Y de verdad que no comían por ver a Gómez, por ver a Chicotazo, por salir de pesca o mirar la Vuelta llegando a la plaza.
Ha pasado mucha agua desde aquellos no tan lejanos tiempos.
Ha pasado mucha agua desde las zafras electorales de Comités de Base desbordados con cordones tricolores, doñas coloradas ensobrando listas alrededor de mesas de manteles rojos, camionetas con parlantes llegando y saliendo de los clubes blancos.
Ha pasado mucha agua desde los cercanos tiempos de Comisiones Fomentos en que la directora de la escuela esquivaba al vecino nuevo. Es que ella tenía derecho a dudar del papá que estrenaba hijo en primero y prefería elegir entre 30 o 40 padres repetidores que aspiraban al cargo.

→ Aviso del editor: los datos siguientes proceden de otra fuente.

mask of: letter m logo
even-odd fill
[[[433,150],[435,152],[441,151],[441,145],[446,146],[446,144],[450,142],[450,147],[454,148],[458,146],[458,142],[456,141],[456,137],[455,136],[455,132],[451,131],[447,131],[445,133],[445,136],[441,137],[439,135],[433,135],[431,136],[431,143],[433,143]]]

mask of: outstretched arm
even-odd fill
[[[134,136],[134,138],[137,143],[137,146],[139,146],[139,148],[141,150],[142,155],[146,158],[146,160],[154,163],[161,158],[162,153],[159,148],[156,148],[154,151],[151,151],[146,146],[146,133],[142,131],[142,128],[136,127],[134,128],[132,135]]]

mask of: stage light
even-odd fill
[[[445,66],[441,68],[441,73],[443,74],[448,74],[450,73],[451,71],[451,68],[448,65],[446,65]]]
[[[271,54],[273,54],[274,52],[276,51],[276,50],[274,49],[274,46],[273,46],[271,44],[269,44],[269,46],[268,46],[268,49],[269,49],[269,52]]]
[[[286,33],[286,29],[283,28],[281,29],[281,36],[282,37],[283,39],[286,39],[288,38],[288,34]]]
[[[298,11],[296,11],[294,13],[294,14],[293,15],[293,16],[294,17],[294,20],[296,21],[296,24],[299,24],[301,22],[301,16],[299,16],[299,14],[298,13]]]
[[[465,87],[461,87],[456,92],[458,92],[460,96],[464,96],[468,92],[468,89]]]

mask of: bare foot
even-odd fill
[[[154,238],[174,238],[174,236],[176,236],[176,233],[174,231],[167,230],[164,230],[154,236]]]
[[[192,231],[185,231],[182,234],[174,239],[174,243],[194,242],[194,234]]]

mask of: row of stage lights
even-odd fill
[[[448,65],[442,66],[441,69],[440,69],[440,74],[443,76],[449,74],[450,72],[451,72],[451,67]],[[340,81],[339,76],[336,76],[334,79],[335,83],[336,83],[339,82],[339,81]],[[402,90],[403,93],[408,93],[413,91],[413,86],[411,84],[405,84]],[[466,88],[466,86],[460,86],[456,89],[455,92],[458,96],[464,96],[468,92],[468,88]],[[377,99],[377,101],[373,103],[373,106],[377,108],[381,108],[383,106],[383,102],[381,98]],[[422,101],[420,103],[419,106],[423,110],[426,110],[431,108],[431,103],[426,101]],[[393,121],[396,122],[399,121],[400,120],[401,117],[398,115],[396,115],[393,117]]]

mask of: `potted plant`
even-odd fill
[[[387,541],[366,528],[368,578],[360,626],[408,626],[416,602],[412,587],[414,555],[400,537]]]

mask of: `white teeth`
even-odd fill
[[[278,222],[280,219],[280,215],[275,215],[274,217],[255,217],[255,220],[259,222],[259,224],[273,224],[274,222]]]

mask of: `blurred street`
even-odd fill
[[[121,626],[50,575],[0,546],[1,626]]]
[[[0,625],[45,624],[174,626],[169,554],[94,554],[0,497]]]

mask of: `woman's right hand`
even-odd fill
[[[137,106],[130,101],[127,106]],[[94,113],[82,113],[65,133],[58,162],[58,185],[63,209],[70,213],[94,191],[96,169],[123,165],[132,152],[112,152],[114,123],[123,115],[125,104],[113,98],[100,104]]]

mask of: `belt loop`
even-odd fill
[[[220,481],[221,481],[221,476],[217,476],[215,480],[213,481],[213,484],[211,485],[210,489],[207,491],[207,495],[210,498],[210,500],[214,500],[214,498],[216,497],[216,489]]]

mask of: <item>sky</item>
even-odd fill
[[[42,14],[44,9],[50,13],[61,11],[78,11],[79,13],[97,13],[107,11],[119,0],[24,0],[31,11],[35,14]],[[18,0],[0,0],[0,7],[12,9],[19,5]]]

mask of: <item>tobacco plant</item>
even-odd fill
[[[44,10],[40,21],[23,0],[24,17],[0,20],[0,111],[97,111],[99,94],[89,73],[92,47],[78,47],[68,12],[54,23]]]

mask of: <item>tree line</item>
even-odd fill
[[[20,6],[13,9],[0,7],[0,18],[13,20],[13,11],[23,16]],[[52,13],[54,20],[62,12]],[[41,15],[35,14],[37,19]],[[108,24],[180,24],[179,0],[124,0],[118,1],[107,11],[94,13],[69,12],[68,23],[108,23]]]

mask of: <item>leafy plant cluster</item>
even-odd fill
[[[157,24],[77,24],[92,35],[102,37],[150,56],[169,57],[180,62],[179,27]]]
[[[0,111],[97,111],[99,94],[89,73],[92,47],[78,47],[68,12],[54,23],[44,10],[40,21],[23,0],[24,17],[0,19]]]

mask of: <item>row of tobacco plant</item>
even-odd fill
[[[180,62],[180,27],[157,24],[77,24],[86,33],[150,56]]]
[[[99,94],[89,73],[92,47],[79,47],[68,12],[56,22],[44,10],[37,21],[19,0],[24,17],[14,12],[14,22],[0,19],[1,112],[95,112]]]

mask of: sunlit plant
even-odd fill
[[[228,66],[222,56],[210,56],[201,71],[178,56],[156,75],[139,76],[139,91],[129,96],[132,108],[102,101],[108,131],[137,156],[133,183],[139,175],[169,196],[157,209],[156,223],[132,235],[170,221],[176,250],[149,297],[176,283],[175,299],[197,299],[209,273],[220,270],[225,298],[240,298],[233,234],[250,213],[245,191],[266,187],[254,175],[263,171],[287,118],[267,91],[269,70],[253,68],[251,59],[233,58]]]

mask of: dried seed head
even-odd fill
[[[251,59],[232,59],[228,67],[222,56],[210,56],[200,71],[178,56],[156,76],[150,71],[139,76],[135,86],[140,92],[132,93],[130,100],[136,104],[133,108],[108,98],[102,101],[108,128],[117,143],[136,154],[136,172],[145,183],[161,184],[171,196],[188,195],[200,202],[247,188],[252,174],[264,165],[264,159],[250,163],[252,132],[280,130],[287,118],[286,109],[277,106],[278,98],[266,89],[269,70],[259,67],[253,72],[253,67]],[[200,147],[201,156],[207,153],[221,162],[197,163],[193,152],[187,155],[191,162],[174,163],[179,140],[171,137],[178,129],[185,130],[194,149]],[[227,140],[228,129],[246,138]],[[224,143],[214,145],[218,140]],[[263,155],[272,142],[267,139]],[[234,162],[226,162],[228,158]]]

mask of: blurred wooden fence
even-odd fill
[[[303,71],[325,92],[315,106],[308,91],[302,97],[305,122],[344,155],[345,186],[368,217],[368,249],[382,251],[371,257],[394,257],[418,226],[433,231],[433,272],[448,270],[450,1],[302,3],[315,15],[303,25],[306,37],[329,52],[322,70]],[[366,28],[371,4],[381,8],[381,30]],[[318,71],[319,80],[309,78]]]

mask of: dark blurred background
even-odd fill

Comisiones de escuela en que las mamás anunciaban tempranamente en abril cuál sería su proyecto para recaudar fondos y cómo harían para arreglar el jardín con poco dinero.
Ha pasado poco tiempo y mucha agua desde aquellos días en que había que hacer cola y reservar mesa para escuchar “al intérprete de canto popular”.
No hace tanto que en las elecciones del club de fútbol, dos y hasta tres listas se peleaban por integrar la directiva.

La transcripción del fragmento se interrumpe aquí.